Data Eng Weekly


Hadoop Weekly Issue #68

04 May 2014

There are several articles this week covering deploying Hadoop, including two on integrating Hadoop and Docker. Given how hard it can be to test out Hadoop (let alone deploy to production), it’s always promising to see new tools and systems being used. Videos from Hadoop Summit Amsterdam were posted, and there are several new releases including a Tech Preview of Spark on HDP, and a new version of Impala. Enjoy all of the content to consume and new software to try out!

Technical

The Pivotal blog has a post on running the Pivotal HD distribution inside of Docker. By utilizing pre-packaged docker images, it's very simple to get an environment up and running. The tutorial includes setting up MapReduce as well as HAWQ, the SQL-on-Hadoop system from Pivotal. There are some docker containers for other distributions, so it should be possible to adopt this tutorial to other environments.

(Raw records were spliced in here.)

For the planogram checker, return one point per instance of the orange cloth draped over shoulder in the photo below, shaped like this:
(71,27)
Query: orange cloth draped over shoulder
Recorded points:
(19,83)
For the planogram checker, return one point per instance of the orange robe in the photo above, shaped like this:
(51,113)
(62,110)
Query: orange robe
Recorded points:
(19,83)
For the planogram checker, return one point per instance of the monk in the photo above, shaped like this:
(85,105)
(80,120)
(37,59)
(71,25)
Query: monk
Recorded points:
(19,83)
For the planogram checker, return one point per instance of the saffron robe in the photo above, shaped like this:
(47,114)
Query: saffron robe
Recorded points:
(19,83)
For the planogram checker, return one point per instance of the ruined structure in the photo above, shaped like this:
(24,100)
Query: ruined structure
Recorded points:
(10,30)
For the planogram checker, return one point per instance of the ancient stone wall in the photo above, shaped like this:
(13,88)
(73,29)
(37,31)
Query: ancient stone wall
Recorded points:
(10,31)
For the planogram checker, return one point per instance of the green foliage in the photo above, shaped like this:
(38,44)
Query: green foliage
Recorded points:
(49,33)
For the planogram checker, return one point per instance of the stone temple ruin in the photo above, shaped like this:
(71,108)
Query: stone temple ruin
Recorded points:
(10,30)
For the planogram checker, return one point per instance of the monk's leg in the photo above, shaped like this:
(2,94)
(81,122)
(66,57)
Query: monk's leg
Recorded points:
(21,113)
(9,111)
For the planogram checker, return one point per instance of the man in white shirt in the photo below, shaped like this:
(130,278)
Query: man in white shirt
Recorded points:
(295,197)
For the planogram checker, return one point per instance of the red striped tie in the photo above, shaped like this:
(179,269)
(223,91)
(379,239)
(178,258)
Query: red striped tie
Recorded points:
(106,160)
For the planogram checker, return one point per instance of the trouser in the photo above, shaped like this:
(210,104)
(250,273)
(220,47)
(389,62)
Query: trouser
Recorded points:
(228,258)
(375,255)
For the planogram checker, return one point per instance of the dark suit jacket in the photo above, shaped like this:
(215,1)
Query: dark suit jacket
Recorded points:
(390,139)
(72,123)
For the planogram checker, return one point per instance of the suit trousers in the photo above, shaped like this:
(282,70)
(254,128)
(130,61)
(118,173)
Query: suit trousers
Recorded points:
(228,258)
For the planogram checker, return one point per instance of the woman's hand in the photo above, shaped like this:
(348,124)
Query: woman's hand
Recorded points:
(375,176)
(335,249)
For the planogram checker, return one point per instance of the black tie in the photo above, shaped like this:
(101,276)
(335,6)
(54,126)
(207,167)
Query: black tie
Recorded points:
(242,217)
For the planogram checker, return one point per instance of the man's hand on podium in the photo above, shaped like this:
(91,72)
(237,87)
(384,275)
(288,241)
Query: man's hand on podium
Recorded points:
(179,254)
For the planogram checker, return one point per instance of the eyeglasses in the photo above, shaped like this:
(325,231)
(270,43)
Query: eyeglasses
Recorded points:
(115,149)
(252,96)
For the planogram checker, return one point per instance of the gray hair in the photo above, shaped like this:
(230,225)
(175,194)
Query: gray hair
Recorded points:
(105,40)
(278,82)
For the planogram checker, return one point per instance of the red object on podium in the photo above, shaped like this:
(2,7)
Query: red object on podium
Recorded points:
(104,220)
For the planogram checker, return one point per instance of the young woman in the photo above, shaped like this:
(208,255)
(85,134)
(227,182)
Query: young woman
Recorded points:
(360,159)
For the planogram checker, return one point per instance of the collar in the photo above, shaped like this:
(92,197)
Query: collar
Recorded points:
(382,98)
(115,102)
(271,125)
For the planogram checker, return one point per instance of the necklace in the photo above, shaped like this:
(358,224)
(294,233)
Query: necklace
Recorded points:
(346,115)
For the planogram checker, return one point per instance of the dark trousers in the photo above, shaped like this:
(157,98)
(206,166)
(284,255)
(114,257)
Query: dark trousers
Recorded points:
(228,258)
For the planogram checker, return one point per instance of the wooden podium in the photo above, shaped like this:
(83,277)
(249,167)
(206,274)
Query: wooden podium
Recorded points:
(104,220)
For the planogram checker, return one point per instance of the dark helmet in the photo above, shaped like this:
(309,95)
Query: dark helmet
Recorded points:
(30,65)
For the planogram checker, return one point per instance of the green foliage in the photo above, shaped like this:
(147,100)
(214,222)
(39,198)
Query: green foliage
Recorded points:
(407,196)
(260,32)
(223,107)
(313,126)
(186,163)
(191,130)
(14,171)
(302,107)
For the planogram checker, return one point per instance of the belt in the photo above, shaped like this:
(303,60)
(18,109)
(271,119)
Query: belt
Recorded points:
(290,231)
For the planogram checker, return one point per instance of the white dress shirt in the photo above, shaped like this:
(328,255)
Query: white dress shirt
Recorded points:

http://blog.gopivotal.com/pivotal/products/6-easy-steps-deploy-pivotals-hadoop-on-docker

Another post on getting a Hadoop cluster going quickly, this time using Puppet to provision virtual machines running in Virtualbox using Vagrant. Specifically, this bootstraps 3 VMs with Apache Ambari, at which point you can use the management software to install and configure the Hadoop daemons. If you want to try out Ambari, this is a good way to do so pretty quickly.

https://blog.codecentric.de/en/2014/04/hadoop-cluster-automation/

Rather than running Hadoop in Docker, this post discusses some upcoming support for running docker containers inside of YARN. Docker supports pre-baked images that can contain libraries and binaries not found on the host, making it possible to run jobs with vastly different sets of dependencies on the same compute node (akin to virtualization, but with much less overhead). The Register has more details on the integration, including interviews with Altiscale CEO Raymie Stata and Hortonwork’s Arun Murthy.

http://www.theregister.co.uk/2014/05/02/docker_hadoop/

The Sqrrl blog has a post on recent news related to big data security. It coverts HDFS ACLs, Apache Knox, MongoDB 2.6, and Cloudera Search. The post wraps up with details about the security features of Sqrrl Enterprise.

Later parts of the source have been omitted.